Division and transferEdit

A copyright can be divided and given to others. This was not always the case: under the 1909 Act, a copyright was only transferable in its entirety: transferring part of a copyright was interpreted as a license, akin to a lease of property. Under the 1976 Act, a transfer of a copyright or part of a copyright is valid if executed in writing and signed by the copyright owner. 17 U.S.C. § 204.

The Copyright Act also contains provisions for termination of transfer in 17 U.S.C. §§ 203 and 304(c).
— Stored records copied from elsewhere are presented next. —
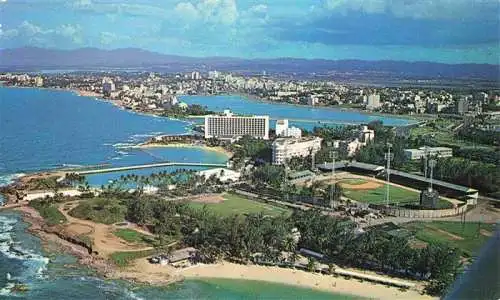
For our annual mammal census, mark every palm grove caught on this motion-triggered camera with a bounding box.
[33,170,461,295]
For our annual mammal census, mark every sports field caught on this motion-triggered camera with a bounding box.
[189,194,291,216]
[340,178,453,209]
[402,221,495,256]
[341,181,420,204]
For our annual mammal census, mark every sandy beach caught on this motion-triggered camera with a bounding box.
[10,199,436,299]
[175,262,437,299]
[136,143,233,157]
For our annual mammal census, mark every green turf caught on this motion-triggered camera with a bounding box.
[109,249,156,267]
[340,178,368,185]
[31,201,67,226]
[343,185,420,204]
[403,221,494,256]
[113,228,154,244]
[69,197,127,224]
[189,194,290,216]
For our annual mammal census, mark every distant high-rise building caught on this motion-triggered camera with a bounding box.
[307,95,319,106]
[35,76,43,87]
[456,97,469,115]
[191,71,201,80]
[275,119,288,136]
[208,71,220,79]
[366,94,382,109]
[205,110,269,140]
[359,126,375,145]
[275,119,302,138]
[102,78,115,96]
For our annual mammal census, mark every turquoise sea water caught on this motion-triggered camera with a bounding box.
[0,87,406,300]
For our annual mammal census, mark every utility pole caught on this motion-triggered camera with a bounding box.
[330,151,337,208]
[309,148,316,172]
[424,146,429,179]
[429,159,436,191]
[284,159,290,202]
[385,143,392,207]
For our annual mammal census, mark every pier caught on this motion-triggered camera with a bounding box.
[75,161,226,175]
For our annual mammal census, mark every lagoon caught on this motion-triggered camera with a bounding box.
[180,95,415,129]
[0,87,408,300]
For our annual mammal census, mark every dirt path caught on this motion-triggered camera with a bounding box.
[425,226,464,241]
[58,201,153,258]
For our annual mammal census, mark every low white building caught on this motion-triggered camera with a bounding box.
[275,119,302,138]
[404,147,453,160]
[272,137,322,165]
[198,168,241,182]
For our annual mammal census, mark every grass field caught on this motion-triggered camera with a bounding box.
[113,228,154,244]
[339,178,368,185]
[109,249,156,267]
[342,183,453,209]
[69,197,127,224]
[189,194,290,216]
[30,201,67,226]
[343,183,420,204]
[403,221,494,256]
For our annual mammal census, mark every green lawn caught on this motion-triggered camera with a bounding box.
[69,198,127,224]
[30,201,67,226]
[343,185,420,204]
[113,228,155,244]
[403,221,494,256]
[339,178,368,185]
[109,249,156,267]
[189,194,290,216]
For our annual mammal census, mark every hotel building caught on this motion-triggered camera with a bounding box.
[205,110,269,140]
[404,147,453,160]
[272,137,322,165]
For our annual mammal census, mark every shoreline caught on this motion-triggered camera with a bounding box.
[3,196,436,299]
[178,261,436,299]
[2,85,426,127]
[179,93,428,126]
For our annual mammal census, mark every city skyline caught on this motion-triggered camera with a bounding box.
[0,0,500,64]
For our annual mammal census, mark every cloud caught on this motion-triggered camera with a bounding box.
[99,31,131,46]
[0,20,84,47]
[325,0,500,19]
[175,0,239,25]
[65,0,168,18]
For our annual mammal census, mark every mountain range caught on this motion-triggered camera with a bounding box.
[0,47,500,82]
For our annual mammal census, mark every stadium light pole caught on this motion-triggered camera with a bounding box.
[330,151,337,208]
[424,146,429,179]
[429,159,436,191]
[385,143,392,207]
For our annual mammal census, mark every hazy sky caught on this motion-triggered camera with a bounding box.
[0,0,500,64]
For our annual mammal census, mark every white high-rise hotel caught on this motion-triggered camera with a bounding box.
[272,137,322,165]
[205,110,269,140]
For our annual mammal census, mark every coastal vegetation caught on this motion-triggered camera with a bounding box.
[188,194,290,216]
[30,199,67,225]
[69,197,127,224]
[162,104,215,118]
[110,249,157,267]
[113,228,155,245]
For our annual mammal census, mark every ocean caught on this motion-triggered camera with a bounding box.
[179,95,415,130]
[0,87,406,300]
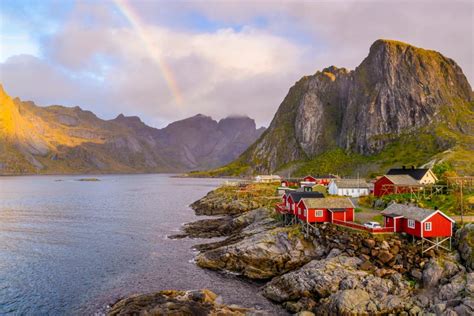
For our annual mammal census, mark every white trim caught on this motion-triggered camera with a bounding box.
[420,210,455,223]
[423,222,433,232]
These provisions allow the original author of many types of work to "take back" their copyright at a certain date after transferring it.

  • Authors of works created after 1977 may terminate transfers between the 35th and 40th year following the execution of the transfer.
  • Authors of works created before 1978 may terminate transfers between the 56th and 61st year of copyright protection.
  • The transfer to an employer of a work made for hire may not be terminated. This includes all motion pictures, sound recordings and contributions to collective works (e.g. magazines and anthologies).